1 残業、休日、深夜労働

一定の要件を満たす場合には、労働者に対して残業,休日労働及び深夜労働を課すことが認められています。この場合,使用者は割増賃金を支払う必要があります。

(1)残業

残業とは、法定労働時間(週40時間及び1日8時間)を超えて労働させることをいい、「時間外労働」ともいいます。残業は、法定労働時間の原則(労働基準法第32条)から、認められないのが原則です。しかし、以下のような例外が認められ,この場合、使用者は、割増賃金を支払わなければなりません。

(2)非常事由等に基づく場合

災害その他避けることのできない事由により臨時の必要がある場合には、使用者は労働基準監督署長の許可を受けて、残業をさせることができます(労働基準法第33条第1項)。ただし、事前に許可を得ることができない場合には、事後に遅滞なく届け出ることが認められます(同項但書)。
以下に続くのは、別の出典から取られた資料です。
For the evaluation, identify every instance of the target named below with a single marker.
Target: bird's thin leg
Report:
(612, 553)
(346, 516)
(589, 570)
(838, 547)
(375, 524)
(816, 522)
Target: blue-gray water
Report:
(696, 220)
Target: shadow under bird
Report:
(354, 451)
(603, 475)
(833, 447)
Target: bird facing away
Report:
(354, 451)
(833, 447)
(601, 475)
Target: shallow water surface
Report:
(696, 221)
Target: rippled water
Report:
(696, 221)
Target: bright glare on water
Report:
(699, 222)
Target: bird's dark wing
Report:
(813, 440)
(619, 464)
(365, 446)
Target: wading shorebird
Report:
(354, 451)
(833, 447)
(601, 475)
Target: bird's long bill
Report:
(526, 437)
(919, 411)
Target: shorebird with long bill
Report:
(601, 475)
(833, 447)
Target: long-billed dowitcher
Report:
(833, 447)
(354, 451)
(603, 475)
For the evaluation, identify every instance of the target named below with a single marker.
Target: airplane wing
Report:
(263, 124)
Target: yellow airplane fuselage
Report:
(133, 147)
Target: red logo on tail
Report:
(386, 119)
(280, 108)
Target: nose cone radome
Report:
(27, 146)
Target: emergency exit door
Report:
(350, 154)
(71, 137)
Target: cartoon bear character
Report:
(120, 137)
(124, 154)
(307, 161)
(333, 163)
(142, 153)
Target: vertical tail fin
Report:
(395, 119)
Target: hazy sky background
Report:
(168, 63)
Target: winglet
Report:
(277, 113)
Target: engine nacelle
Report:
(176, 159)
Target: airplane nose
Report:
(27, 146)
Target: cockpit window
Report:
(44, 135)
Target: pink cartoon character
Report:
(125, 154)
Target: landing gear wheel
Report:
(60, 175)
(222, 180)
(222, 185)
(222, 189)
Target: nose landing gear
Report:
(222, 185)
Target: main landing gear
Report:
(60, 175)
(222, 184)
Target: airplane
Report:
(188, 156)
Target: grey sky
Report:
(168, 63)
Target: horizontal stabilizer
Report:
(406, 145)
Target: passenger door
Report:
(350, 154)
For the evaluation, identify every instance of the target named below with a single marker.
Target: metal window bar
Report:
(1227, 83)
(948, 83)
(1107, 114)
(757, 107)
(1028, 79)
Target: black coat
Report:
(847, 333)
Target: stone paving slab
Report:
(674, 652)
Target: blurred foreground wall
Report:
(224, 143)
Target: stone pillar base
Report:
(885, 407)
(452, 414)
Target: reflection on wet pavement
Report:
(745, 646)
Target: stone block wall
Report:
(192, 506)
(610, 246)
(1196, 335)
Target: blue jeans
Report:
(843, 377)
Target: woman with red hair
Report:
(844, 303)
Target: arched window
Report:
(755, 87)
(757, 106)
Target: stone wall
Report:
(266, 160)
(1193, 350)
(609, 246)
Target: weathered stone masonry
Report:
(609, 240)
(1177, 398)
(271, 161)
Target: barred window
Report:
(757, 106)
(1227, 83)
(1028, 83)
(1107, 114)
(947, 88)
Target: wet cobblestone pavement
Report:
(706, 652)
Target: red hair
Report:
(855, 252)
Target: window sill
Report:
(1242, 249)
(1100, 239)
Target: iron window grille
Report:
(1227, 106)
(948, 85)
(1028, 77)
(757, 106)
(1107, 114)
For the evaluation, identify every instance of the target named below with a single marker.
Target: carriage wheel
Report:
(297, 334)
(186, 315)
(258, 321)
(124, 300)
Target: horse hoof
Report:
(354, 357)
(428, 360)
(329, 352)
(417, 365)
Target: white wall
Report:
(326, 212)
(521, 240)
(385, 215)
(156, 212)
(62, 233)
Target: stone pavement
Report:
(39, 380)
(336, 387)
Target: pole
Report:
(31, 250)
この場合に、時間延長等が適当でないときは、行政庁(労働基準監督署長)が、その時間に相当する休憩または休日の付与を命じることができます(同第2項)。

(3)36協定による場合

労働基準法第36条第1項の時間外・休日労働協定(36協定)が締結され、行政官庁(労働基準監督署長)に届け出ている場合には、それに基づいて、労働者に残業をさせることができます。

 

2 休日

(1)週休1回の原則

使用者は、毎週少なくとも1回休日を与えなければなりません(労働基準法第35条第1項)。「1回」とは、1歴日である必要はなく、継続した24時間であれば足ります。また、「毎週」も継続した7日間であれば足りると解されます。

(2)変形休日制

使用者は、4週間を通じ4日以上の休日を与えることも認められます(労働基準法第35条第2項)。ただし、この場合には、就業規則において変形の単位期間を定めなければなりません(労働基準法施行規則第12条の2第2項)。これによって、ある週の労働時間が法定労働時間を超える場合には、1か月単位の変形労働時間制(労働基準法第32条の2第1項)を定めておく必要があります。

(3)休日労働

休日労働は,週休制(同第35条)から認められないのが原則です。しかし、残業の場合と同様に,非常事由等に基づく場合及び36協定が締結されている場合には、休日労働も認められます。その場合,使用者は割増賃金を支払わなければなりません。

 

3 深夜労働

深夜労働とは、午後10時から午前5時までに行う労働をいいます。この場合、使用者は、割増賃金を支払わなければなりません。